Vale la pena ricordare che la prima descrizione latina del mondo abitato si trova in un poema astrologico, gli Astronomica di Manilio, opera composta tra i regni di Ottaviano Augusto e Tiberio. Spinto dal voler dimostrare l’influenza dei corpi celesti sulle regioni della terra, Manilio descrive l’ecumene come un’isola circondata dall’oceano, secondo l’immagine tradizionale con i tre grandi continenti dei quali preferisce privilegiare l’aspetto fantastico: animali feroci in Africa, metalli preziosi e profumi in Asia, sapienti in Europa per un mondo che, comunque, è sottoposto al dominio di Roma. Alla metà circa del I secolo risale il De chorografia di Pomponio Mela, incaricato dall’imperatore Claudio di scrivere quest’opera. Attraverso la finzione del periplo Mela descrive le coste dell’Africa, dell’Asia e dell’Europa, compiendo un percorso esterno e uno interno attorno al Mediterraneo.

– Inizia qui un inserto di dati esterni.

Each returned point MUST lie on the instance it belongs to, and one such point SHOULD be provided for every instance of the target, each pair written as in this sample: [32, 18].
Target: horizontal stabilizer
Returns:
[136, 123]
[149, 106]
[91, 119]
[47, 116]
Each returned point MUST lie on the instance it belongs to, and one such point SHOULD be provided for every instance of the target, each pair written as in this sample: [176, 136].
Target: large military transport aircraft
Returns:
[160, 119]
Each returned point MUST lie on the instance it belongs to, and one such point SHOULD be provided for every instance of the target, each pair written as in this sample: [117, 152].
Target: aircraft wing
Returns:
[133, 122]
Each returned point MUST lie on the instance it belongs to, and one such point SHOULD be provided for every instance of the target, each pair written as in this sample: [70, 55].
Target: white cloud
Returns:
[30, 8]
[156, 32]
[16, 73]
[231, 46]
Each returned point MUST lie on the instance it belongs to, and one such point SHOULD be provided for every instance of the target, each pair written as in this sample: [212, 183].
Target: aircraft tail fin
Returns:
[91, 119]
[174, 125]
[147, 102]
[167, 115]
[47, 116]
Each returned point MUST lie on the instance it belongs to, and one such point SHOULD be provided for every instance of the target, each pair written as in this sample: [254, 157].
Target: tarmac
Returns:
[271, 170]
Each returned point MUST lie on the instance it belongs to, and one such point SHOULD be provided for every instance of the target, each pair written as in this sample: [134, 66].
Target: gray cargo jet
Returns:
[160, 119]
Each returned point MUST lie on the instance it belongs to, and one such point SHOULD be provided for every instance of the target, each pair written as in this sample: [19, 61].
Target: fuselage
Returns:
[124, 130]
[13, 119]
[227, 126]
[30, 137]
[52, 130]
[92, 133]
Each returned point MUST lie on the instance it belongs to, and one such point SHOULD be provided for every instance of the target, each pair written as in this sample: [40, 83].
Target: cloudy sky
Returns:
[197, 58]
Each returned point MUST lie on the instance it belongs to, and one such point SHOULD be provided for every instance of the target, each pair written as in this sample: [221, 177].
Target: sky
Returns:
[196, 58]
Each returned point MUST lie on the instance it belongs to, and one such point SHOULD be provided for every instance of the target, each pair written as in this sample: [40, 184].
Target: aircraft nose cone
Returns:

Resta infine la Tabula Peutingeriana, straordinario documento della tarda antichità che più efficacemente di ogni altra fonte permette di toccare con mano le conoscenze di geografia degli antichi. La Tabula Peutingeriana è solo a prima vista una carta che si limita a mostrare la rete stradale realizzata dai Romani in Italia e nelle regioni a essi sottomesse; in realtà, in sintonia con i precetti forniti da Strabone (Geografia, I, 16), che aveva definito la geografia una forma di conoscenza pratica e al servizio dell’uomo di governo, questa carta nasce con lo scopo di istruire quanti l’avrebbero consultata relativamente a questioni utili e concrete come la disposizione dei confini delle terre, i percorsi dei fiumi e le dimensioni dei laghi, le popolazioni che si potevano incontrare in territori vicini e lontani. L’oscuro autore di quest’opera ha messo a frutto un patrimonio di conoscenze e modelli da tempo acquisiti, specialmente rispetto alle due principali tendenze della geografia antica, quella descrittiva e quella matematica. In essa sono confluite la tradizione degli itineraria adnotata, che non solo recavano indicazione della presenza di stazioni di sosta, locande, porti e ponti, ma registravano anche le distanze tra le diverse località; vi è, inoltre, la memoria degli itineraria picta, di cui la Tabula Peutingeriana costituisce il massimo esempio ed è molto probabile, inoltre, che in essa vi sia una eco dell’Orbis Pictus di Agrippa, così come della geografia letteraria di Plinio e Pomponio Mela. E anche la disposizione delle terre e dei mari dovrà essere vista come un riflesso delle traduzioni latine del genere letterario dei peripli e probabilmente dell’Itinerarium Antonini, che pure era una raccolta di percorsi all’interno delle province dell’impero. Presumibilmente destinata ai funzionari imperiali che avevano necessità di effettuare spostamenti, la complessa cartografia della Tabula Peutingeriana non è pensabile al di fuori di una tradizione consolidata, nella quale scorgiamo i limiti e i progressi di una disciplina in continuo avanzamento. Se carta e testo sono due diverse forme di geografia nate in Grecia e destinate a rappresentare l’ecumene o una parte di esso in uno spazio geometrizzato e “narrato”, la Tabula Peutingeriana sintetizza entrambe queste tendenze.